The lawsuit was filed by Aleasia J. P., a woman who was implanted with the C.R. Bard Meridian® Vena Cava Filter on October 12, 2012 at a hospital in Virginia.
C.R. Bard no longer manufactures or sells the Meridian in the United States. The company is facing over 1,000 lawsuits involving the Meridian and other IVC filters. Lawyers accuse the company of negligence for selling defective medical devices and downplaying serious safety risks.
Meridian is a temporary filter that consists of 12 needle-like legs arranged in a cone-shape around a central hook. It is implanted in a major blood vessel called the inferior vena cava (IVC) to catch blood clots and prevent pulmonary embolisms
Meridian was approved by the FDA in 2011 with a 510(k) application, which means it did not go through clinical trials because it was “equivalent” to several other IVC filters made by C.R. Bard. Unfortunately, these other filters have been linked to serious risks.
Meridian is highly-similar to the Recovery, which was introduced in 2003 and withdrawn in the market in 2005. In 2012, a study of 363 patients estimated that 40% would fracture within 5.5 years.
Meridian is also very similar to the G2, which C.R. Bard introduced in 2005 to replace the Recovery. In June 2014, a study of 829 patients implanted with the G2 estimated that 38% would fracture within 5 years, with the risk increasing over time.
Fracture is a very serious risk associated with IVC filters, especially temporary filters that are not removed within 29-54 days of implantation.

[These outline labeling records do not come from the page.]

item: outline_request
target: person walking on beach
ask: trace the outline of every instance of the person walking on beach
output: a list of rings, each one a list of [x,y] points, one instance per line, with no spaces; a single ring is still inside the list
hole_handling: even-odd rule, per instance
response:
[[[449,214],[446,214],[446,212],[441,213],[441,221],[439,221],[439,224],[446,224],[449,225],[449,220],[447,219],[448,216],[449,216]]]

The broken needle-like legs can travel in the bloodstream, get trapped in the heart or lungs, and cause severe irregular heart rhythm or sudden death.
The lawsuit was filed on November 8, 2016 in the U.S. District Court for the District of Arizona — Case No. 2:16-cv-03871.
It will be centralized in Multi-District Litigation (MDL No. 2641)— In Re: Bard IVC Filters Products Liability Litigation.
The plaintiff is represented by Ben C. Martin of The Law Offices of Ben C. Martin in Dallas, Texas.